# Food suggestions



## EmersonTheHedgehog (Mar 20, 2016)

What your guy's opinion on the best hedgehog kibble you can buy?


----------



## Lilysmommy (Jan 7, 2009)

For an actual hedgehog food? Spike's Delite. I don't think hedgehog food is the best option for hedgehogs though, most of them have downright awful ingredients, and even Spike's isn't that great, especially for the price. 

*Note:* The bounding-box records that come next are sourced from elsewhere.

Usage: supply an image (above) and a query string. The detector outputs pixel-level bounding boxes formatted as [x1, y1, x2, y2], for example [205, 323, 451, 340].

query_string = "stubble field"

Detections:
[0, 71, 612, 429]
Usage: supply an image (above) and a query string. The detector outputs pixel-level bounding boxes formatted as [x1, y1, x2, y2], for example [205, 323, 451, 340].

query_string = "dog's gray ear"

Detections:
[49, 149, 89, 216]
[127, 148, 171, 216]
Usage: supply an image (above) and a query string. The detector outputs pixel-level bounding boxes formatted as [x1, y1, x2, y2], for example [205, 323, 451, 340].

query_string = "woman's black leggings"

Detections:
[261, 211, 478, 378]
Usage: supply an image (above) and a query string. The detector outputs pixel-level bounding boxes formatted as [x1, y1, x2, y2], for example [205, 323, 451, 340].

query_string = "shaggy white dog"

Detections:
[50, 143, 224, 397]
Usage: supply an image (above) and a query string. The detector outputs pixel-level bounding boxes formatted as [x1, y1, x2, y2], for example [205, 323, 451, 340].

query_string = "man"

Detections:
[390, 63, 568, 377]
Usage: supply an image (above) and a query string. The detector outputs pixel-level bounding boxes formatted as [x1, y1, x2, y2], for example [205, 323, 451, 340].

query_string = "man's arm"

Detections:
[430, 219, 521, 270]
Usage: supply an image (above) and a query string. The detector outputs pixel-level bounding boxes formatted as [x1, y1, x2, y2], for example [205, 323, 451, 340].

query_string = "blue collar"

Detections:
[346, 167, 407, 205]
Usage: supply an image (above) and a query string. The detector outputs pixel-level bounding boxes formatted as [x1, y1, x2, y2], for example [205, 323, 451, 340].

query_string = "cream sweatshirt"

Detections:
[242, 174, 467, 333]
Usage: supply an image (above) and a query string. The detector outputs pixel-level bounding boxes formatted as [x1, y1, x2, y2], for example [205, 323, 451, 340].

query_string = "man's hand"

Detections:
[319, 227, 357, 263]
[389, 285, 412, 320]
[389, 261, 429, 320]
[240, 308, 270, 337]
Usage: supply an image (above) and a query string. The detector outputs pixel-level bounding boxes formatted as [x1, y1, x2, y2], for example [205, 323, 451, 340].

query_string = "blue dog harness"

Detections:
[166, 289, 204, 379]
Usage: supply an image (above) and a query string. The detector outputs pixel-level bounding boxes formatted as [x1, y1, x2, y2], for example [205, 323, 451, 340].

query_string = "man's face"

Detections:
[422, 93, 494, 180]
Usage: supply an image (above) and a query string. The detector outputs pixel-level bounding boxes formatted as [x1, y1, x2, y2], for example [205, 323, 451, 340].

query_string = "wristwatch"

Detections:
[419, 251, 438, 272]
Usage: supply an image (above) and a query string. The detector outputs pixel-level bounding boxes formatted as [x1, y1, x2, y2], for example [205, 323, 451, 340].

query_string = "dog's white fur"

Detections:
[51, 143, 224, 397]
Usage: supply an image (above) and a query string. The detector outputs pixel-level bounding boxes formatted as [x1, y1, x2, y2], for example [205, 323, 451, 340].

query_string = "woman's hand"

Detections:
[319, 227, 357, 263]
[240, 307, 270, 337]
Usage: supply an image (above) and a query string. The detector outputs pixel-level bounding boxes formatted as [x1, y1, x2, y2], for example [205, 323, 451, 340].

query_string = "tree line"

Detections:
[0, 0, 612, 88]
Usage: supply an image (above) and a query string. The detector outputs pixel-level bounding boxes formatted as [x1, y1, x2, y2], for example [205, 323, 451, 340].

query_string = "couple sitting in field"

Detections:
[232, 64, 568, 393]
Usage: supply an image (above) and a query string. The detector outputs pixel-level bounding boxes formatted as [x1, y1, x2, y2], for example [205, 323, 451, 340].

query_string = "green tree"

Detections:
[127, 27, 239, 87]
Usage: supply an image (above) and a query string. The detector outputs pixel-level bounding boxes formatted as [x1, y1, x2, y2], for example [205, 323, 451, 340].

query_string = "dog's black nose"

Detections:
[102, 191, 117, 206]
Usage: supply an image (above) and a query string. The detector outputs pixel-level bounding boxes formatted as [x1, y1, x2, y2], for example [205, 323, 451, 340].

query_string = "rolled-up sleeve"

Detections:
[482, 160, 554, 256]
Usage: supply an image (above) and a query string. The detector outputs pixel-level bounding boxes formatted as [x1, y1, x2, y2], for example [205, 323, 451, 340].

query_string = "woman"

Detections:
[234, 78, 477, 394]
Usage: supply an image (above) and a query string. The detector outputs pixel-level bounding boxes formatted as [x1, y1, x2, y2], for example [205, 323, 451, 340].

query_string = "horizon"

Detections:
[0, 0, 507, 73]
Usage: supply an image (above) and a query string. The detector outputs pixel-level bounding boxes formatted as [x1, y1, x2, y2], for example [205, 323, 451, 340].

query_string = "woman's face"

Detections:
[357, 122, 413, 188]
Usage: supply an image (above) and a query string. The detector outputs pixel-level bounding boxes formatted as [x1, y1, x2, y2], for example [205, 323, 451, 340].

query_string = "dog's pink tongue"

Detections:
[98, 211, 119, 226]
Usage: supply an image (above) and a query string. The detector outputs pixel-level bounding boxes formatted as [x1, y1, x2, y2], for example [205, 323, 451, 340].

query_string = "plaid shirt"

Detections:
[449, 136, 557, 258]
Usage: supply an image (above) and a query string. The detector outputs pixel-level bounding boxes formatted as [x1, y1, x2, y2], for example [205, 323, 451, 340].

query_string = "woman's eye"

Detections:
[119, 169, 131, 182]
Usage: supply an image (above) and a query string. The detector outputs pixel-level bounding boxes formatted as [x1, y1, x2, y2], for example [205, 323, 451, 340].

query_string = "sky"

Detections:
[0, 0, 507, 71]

I prefer cat or dog kibble (if feeding kibble, my top preference is a raw diet, but that won't work for most people or hedgehogs) that meets hedgehog requirements. The answer is going to be different for each hedgehog though - what works for one doesn't always work for another, either because the hedgehog doesn't like it or needs a different fat content, etc. As far as brands go, I like Solid Gold and Wellness. I've heard good things about Fromm's as well, and there are some newer brands that I know Kalandra uses that I'd like to look into eventually. I can't recall what they are right now though, other than I And Love And You.


----------



## EmersonTheHedgehog (Mar 20, 2016)

Thanks Kelsey! Yeah I was referring to generic food. I am well aware of how awful "hedgehog" food is. Unfortunately I am looking into this for my Mother's hedgehog because she refuses to eat the ****roaches we give her unless we put them in with her kibble, so we are looking for a healthy kibble for her until we can get her switched over to roaches. (If we can


----------



## Lilysmommy (Jan 7, 2009)

I'm confused, are you trying to switch her to only roaches? She doesn't have to eat them, they're not a requirement for a healthy hedgehog. As long as she's on a good quality cat/dog food (preferably a mix of two or more), she'll be fine. You could try other insects and see if she likes them more.


----------



## EmersonTheHedgehog (Mar 20, 2016)

No, we are just trying to have ****roaches supplement her diet. Emerson is now on a completely raw diet of roaches and doing excellent. Roaches are more convenient for us because we have a Dubia colony.


----------



## Lilysmommy (Jan 7, 2009)

If the roaches are a supplement to a main diet of kibble, it's not a raw diet. I think that's why I'm getting confused. Emerson is still getting kibble, right? How many roaches are you feeding him a night?


----------



## EmersonTheHedgehog (Mar 20, 2016)

no he is not getting kibble, i always feed him about four medium sized juveniles a night. He is about 3 months old now.


----------



## Artemis-Ichiro (Jan 22, 2016)

What do you feed him besides the roaches?


----------



## EmersonTheHedgehog (Mar 20, 2016)

The roaches are all i am feeding him. Is that bad?


----------



## Lilysmommy (Jan 7, 2009)

Yes, that's bad. For one thing, it's not enough food. For another, it's not balanced - roaches are deficient in calcium, and they don't have everything he needs from a diet. Please give him kibble again - you shouldn't try to do a raw diet without doing plenty of research and knowing what you're doing. Roaches are fine to give him as a treat to supplement his main diet, but unless you're up for doing a proper raw diet, he needs to have kibble as the majority of what he's eating.


----------



## EmersonTheHedgehog (Mar 20, 2016)

I have been covering them in calcium powder. Doesn't that fix the problem? Also he will only usually eat four but I give him more if he wants it.


----------



## Artemis-Ichiro (Jan 22, 2016)

Where did you get that roaches covered in calcium are an optimal diet for a hedgehog?


----------



## shinydistraction (Jul 6, 2014)

That doesn't even come close to fixing the problem. How do you know that's enough calcium? How do you know it's not too much? Not only that, but there is no hedgehog anywhere that survives off of eating a single type of insect. Hedgehogs are basically spiny raccoons. What I mean by that is that they are creatures of opportunity. If they see something that could be edible they will eat it. So in addition to eating bugs(of which they eat a large variety of), they'll eat mice, lizards, eggs, maybe the occasional piece of fruit or veggie if they come across it.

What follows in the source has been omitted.